1. Loads the IL using Mono.Cecil (AOT/Core/IR/Engine.cs:448)

2. Creates intermediate representation (IR) objects to represent types/methods. (AOT/Core/IR/Engine.cs:521)

3. Converts the IL bytecode into the intermediate code representation (fills the methods) (AOT/Core/IR/Engine.cs:587)

4. Performs a number of IR optimizations on each method (AOT/Core/IR/Method.cs:2712)

5. Calls an IAssembly implementation to handle encoding to native code (AOT/Core/IR/Engine.cs:622)

6. IAssembly prepares the IR for encoding as native code.
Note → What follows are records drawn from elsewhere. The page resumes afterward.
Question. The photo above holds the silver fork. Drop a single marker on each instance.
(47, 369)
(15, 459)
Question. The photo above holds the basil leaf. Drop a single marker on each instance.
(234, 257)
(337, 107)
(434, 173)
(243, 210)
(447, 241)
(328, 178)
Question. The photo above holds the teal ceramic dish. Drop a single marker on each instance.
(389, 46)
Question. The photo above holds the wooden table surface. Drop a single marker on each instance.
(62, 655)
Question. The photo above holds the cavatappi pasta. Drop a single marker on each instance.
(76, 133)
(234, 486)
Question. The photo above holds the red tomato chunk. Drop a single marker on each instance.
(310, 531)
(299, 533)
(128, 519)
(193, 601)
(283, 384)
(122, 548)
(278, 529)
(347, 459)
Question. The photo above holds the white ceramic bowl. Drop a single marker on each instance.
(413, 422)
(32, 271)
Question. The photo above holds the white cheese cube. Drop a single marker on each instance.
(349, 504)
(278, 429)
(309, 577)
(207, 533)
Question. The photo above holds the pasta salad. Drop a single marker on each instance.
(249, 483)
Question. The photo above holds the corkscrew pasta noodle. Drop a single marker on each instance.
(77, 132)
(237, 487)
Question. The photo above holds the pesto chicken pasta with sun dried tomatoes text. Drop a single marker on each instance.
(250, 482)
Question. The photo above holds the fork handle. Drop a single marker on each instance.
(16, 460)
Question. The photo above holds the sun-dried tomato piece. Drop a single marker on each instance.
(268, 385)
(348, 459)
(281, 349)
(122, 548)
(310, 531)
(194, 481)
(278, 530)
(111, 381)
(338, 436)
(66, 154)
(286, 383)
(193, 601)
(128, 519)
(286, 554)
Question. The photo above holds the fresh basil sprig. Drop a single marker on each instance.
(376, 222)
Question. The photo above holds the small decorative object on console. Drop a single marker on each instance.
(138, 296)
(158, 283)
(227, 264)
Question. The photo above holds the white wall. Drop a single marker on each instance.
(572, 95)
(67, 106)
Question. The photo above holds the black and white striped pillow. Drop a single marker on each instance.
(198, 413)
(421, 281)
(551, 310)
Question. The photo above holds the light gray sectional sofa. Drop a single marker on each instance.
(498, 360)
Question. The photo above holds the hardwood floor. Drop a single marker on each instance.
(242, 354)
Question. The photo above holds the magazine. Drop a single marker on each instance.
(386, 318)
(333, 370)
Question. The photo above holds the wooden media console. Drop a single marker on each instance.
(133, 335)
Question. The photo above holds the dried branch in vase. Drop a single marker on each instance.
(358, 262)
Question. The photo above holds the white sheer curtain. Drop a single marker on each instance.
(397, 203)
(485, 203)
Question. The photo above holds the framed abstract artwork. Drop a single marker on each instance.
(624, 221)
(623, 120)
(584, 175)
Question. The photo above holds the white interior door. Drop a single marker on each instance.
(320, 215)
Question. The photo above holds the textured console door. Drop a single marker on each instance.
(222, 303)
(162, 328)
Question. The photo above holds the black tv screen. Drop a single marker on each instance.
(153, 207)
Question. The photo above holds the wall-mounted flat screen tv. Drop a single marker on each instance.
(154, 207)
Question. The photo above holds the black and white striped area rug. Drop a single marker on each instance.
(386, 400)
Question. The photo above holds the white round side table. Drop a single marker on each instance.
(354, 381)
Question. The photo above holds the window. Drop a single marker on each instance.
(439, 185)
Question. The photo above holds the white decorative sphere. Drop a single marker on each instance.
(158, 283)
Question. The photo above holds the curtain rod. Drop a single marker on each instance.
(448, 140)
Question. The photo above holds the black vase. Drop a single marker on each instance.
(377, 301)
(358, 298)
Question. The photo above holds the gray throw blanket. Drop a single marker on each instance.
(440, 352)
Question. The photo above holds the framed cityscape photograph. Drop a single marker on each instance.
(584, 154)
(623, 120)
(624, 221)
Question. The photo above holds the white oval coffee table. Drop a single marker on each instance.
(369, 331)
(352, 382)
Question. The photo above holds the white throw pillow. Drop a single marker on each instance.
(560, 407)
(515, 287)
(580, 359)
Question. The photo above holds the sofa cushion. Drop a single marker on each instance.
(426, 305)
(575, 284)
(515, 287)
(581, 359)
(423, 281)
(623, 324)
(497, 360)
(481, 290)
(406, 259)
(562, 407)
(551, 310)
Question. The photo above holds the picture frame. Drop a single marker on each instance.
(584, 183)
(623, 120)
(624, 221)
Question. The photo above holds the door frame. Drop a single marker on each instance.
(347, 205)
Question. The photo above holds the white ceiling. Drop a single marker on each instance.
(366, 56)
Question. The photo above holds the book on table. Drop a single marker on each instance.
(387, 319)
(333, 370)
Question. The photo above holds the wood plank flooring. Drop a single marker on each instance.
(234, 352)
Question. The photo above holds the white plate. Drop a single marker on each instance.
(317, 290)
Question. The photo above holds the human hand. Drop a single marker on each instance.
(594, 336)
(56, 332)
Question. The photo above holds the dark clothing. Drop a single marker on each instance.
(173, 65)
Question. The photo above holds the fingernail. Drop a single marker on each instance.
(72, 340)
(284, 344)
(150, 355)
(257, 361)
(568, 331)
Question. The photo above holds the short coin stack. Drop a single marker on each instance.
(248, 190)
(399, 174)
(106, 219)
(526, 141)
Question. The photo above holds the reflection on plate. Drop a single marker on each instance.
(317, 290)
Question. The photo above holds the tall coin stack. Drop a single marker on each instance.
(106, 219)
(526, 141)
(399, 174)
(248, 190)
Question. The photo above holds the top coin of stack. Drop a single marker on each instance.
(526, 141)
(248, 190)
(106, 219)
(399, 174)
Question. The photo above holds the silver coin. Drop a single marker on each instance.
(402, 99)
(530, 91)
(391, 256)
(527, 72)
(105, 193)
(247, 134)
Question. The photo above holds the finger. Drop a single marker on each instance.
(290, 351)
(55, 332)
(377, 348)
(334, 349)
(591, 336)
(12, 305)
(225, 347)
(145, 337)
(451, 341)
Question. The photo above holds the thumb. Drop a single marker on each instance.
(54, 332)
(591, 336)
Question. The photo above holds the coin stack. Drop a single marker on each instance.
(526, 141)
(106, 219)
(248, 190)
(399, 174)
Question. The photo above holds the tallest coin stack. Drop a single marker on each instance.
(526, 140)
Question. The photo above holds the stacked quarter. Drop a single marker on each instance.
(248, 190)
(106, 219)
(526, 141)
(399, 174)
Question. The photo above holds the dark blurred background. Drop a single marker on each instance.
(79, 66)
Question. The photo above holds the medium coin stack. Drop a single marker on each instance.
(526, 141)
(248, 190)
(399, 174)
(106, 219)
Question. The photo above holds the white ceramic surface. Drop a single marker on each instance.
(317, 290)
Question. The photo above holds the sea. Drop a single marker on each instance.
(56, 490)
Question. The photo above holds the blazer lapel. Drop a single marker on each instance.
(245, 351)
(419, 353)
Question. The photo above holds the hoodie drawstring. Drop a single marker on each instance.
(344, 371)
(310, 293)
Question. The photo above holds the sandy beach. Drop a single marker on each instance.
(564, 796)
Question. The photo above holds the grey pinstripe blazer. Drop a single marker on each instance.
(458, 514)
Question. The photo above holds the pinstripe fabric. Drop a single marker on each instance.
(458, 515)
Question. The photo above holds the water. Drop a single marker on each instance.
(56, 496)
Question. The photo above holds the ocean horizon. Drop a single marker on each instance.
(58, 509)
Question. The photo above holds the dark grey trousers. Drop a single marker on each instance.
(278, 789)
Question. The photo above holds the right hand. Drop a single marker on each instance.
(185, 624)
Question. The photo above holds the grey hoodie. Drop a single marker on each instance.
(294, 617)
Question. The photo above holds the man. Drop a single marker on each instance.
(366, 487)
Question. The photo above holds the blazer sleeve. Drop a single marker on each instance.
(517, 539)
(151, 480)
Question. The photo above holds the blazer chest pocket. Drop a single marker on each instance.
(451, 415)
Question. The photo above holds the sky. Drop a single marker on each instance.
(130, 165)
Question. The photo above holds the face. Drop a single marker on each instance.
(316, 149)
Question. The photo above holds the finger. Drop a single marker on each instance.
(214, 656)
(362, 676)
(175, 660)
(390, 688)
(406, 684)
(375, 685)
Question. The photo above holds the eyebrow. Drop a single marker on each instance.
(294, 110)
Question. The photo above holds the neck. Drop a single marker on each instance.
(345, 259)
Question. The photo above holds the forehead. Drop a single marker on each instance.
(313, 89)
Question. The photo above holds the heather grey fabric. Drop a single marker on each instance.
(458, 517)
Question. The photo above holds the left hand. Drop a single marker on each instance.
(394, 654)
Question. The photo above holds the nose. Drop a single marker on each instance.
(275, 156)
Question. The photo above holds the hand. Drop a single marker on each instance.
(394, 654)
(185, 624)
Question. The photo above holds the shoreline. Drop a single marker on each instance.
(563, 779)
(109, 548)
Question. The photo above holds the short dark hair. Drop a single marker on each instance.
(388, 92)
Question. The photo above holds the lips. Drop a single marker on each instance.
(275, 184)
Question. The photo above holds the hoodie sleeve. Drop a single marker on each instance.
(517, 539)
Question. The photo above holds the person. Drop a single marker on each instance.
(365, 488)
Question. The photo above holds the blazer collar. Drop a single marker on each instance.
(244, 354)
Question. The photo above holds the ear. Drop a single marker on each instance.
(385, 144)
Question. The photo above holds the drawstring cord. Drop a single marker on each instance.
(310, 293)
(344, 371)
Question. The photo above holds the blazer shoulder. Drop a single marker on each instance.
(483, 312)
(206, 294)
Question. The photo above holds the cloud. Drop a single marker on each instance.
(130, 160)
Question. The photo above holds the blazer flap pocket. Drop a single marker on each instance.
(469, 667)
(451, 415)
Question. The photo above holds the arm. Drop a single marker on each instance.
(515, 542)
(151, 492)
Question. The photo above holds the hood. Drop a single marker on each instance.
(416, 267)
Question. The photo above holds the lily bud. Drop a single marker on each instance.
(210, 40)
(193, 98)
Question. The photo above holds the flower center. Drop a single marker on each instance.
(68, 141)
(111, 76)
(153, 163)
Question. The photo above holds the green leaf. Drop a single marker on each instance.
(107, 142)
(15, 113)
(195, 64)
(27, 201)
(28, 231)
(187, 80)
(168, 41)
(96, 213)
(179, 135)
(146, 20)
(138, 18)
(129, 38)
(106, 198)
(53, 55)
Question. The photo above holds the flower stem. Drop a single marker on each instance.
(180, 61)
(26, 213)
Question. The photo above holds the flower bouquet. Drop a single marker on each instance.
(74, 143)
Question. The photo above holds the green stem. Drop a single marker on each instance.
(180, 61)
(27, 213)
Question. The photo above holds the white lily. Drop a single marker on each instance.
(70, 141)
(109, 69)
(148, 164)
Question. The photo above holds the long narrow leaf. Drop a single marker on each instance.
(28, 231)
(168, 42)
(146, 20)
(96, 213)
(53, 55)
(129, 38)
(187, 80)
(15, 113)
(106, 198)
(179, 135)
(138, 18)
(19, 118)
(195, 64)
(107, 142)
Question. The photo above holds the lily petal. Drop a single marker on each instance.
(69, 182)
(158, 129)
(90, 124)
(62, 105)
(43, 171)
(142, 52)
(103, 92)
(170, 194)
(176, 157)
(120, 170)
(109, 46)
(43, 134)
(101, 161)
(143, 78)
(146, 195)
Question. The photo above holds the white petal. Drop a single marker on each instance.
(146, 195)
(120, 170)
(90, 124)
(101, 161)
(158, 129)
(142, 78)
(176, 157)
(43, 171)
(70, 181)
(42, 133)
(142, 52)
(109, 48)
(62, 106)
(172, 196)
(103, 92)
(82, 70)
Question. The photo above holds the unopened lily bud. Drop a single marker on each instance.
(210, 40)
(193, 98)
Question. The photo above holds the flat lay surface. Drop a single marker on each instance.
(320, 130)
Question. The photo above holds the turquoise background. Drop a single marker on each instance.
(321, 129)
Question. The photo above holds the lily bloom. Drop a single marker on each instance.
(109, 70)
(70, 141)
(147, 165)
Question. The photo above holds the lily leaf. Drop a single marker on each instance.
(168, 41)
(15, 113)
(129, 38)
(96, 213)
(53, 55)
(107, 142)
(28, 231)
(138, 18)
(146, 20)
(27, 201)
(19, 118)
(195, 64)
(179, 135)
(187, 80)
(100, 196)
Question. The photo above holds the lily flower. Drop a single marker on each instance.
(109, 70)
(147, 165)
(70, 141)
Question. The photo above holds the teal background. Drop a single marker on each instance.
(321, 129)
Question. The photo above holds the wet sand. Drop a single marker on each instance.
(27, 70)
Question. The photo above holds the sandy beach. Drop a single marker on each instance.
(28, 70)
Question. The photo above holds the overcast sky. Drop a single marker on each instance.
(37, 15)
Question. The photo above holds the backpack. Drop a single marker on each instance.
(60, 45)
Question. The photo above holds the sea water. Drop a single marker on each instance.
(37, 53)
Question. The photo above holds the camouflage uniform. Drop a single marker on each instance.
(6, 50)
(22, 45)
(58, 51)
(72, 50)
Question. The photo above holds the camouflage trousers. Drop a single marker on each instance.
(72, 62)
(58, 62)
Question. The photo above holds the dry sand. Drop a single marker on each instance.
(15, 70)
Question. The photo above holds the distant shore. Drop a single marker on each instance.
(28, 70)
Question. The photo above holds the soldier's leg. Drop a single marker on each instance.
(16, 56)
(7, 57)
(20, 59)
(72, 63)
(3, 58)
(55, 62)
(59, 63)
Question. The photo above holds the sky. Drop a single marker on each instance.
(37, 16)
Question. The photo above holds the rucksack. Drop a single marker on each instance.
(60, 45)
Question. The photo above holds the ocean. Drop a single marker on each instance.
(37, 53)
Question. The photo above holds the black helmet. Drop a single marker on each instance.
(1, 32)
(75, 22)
The rest of the sequence is dependent on the IAssembly (aka, the architecture) being compiled for. For X86, the encoding is like this:

1. PE/COFF header: provides method names when debugging

2. Multiboot header: hints for the boot loader, including entry point address

3. Methods

4. Helper functions

5. Data

6. Symbols

Then it saves all this encoded data to the file. This process happens in X86.Assembly.Encode() (AOT/Core/X86/Assembly.cs:1271).